Paper detail

What does FRB light-curve variability tell us about the emission mechanism?

A few fast radio bursts&#39; (FRBs) light-curves have exhibited large intrinsic modulations of their flux on extremely short ($t_{\rm r}\sim 10μ$s) time scales, compared to pulse durations ($t_{\rm FRB}\sim1$ms). Light-curve variability timescales, the small ratio of rise time of the flux to pulse duration, and the spectro-temporal correlations in the data constrain the compactness of the source and the mechanism responsible for the powerful radio emission. The constraints are strongest when radiation is produced far ($\gtrsim 10^{10}$cm) from the compact object. We describe different physical set-ups that can account for the observed $t_{\rm r}/t_{\rm FRB}\ll 1$ despite having large emission radii.

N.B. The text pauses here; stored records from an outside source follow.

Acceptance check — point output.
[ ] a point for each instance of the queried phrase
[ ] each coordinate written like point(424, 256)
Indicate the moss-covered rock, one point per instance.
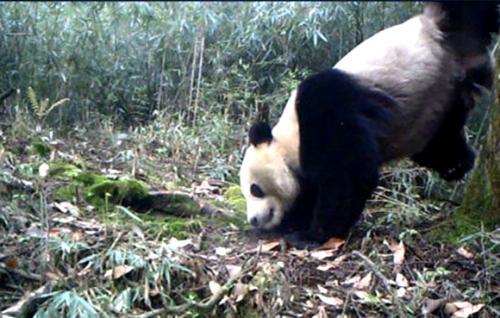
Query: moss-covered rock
point(177, 204)
point(63, 169)
point(40, 148)
point(124, 191)
point(171, 226)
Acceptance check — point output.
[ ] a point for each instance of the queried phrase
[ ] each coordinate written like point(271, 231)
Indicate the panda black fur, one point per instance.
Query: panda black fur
point(405, 92)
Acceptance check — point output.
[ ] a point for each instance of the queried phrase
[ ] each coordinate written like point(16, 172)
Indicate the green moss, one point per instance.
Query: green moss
point(123, 191)
point(63, 169)
point(180, 205)
point(89, 179)
point(40, 148)
point(66, 193)
point(171, 226)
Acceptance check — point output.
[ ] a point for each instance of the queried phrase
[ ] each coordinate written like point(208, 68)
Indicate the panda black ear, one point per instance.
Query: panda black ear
point(260, 132)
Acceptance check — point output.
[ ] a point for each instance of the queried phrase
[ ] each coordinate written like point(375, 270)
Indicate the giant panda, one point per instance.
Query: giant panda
point(404, 92)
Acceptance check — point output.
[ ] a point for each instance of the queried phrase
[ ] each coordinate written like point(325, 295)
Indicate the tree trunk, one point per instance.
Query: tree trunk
point(481, 204)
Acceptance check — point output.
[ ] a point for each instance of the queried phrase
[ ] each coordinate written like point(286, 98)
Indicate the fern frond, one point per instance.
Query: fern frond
point(56, 104)
point(33, 100)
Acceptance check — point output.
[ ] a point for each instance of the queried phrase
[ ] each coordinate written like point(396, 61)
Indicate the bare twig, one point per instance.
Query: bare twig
point(211, 302)
point(21, 273)
point(29, 302)
point(384, 281)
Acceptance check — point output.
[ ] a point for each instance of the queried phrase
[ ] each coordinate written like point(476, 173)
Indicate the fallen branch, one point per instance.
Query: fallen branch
point(26, 306)
point(21, 273)
point(173, 202)
point(384, 281)
point(210, 303)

The result is either a significant reduction in the radio production efficiency or distinct light-curves features that could be searched for in observed data. For the same class of models, we also show that due to high-latitude emission, if a flux $f_1(ν_1)$ is observed at $t_1$ then at a lower frequency $ν_2<ν_1$ the flux should be at least $(ν_2/ν_1)^2f_1$ at a slightly later time ($t_2=t_1ν_1/ν_2$) independent of the duration and spectrum of the emission in the comoving frame. These features can be tested, once light-curve modulations due to scintillation are accounted for. We provide the timescales and coherence bandwidths of the latter for a range of possibilities regarding the physical screens and the scintillation regime. Finally, if future highly resolved FRB light-curves are shown to have intrinsic variability extending down to $\sim μ$s timescales, this will provide strong evidence in favor of magnetospheric models.